Designing Scroll for Android

Tech @ Scroll
Scroll.in | Tech
Published in
3 min readOct 12, 2015

With a major update to the Scroll app only a few days away, we walk down memory lane to reflect on our current app.

From the start, Scroll.in aimed to be easily accessible wherever and whenever our readers chose to read it. Although we launched as web only, many of our readers soon began requesting an app for Android and iOS platforms. Given that the majority of our mobile readers were using Android devices, we decided to take on the Android app first and set out to build a focused, minimal product that let our users do what they enjoy most: read the news. And we did it in only five days.

The Scroll.in app now has over 15,000 downloads and a very positive 4.4 star rating on the Google Play Store. Here’s how we did it:

Setting the stage

To achieve the incredibly ambitious target of releasing the app in one week, our lead designer and a top developer got into a room to begin planning. It was decided that the app should:

  • be a web app (yes, the current app is non-native!)
  • look & feel like a native app
  • facilitate sharing and navigating
  • notify readers once a day when our morning staple piece, The Daily Fix, is published

Getting started

Our developer started work on the app by wrapping a web-view inside of a native skeleton.

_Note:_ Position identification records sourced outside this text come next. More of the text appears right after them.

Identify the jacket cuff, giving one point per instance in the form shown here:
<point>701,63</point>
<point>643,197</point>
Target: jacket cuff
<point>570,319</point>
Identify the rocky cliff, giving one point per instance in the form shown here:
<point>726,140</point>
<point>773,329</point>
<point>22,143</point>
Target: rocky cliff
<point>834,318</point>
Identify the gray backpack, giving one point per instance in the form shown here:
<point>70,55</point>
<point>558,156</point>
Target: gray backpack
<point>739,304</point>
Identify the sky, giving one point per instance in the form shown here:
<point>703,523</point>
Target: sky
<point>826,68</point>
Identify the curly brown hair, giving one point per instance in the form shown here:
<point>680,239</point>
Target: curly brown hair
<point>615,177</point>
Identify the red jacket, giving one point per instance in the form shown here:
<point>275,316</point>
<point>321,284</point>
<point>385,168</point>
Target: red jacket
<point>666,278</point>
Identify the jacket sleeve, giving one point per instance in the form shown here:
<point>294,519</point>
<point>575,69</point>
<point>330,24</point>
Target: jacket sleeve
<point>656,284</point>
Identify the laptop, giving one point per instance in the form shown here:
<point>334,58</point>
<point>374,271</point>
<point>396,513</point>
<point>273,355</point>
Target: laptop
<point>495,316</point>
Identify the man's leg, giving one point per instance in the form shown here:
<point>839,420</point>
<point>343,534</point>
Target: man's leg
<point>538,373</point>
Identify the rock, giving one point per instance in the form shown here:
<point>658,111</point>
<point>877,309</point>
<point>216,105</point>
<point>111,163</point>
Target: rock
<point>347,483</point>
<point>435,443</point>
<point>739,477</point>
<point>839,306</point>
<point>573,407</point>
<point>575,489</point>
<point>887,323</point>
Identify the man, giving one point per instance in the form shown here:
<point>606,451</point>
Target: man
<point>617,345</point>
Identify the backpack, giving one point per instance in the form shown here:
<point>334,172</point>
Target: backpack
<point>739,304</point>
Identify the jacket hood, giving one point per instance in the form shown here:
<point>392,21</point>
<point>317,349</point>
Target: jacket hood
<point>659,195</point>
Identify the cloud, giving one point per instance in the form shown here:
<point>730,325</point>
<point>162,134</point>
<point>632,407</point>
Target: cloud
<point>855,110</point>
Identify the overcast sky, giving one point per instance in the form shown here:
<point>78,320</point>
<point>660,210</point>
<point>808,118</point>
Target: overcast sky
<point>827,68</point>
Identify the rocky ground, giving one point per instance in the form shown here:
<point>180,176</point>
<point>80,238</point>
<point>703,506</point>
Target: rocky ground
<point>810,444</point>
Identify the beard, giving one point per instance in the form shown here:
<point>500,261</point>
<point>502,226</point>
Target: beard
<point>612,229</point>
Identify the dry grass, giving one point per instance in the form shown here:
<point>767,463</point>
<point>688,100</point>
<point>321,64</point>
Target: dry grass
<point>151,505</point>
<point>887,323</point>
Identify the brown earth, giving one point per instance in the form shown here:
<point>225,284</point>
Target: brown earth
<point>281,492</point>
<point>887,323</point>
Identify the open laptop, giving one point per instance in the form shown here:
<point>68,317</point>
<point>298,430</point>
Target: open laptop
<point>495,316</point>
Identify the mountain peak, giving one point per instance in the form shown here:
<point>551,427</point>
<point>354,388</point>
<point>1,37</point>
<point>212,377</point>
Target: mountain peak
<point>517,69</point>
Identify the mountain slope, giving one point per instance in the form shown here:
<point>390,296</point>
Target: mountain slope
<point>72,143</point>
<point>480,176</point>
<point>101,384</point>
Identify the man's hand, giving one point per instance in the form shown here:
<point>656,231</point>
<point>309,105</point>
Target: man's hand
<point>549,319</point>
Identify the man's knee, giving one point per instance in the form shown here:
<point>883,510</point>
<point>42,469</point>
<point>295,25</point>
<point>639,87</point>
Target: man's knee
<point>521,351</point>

Then, the raw HTML was fetched from the Scroll.in website and dumped into the web-view. We then added in a native hamburger menu to navigate between each section and a reload button to fetch new stories on the home feed.

The article screen got a native FAB for sharing articles. At this stage, this is what the app looked like —

Making it beautiful

The next step was to get rid of the navigation bar, adding Scroll.in’s brand color to the native toolbar. We coded up and designed a native hamburger menu to navigate between each section of the website. The typography and spacing were then changed to emulate a native look and feel using CSS built into the app.

The article screen was slightly tricky. We wanted the image to be the main focus when a reader enters the screen. And having a native Share button meant that we needed to get rid of the share buttons from the website. Since modifying the HTML structure for the article screen was not a choice, we achieved the new flow along with typography enhancements through CSS.

With the article screen ready, we tested the app across internal users and pushed it out on schedule. The overwhelmingly positive feedback from our readers brought a smile to everyone involved in the app process!

As mentioned earlier, we’re a few short days away from launching a major update to the Scroll.in app. It’s a step towards reimagining the Scroll.in experience from ground up to make content discovery easy and engaging. Here’s a quick preview of what you can expect:

  • An elegant, native Android app with Material Design standards
  • Support for new sections such as Video, SocialWire, and Roving Correspondent
  • A new way of discovering related content using swipeable cards
  • Universal search support

We hope you’ll love using the new app as much as we’ve loved making it. Expect an update on the Google Play Store soon! We’d like to thank you for being part of this journey with us and look forward to more feedback. Keep scrolling!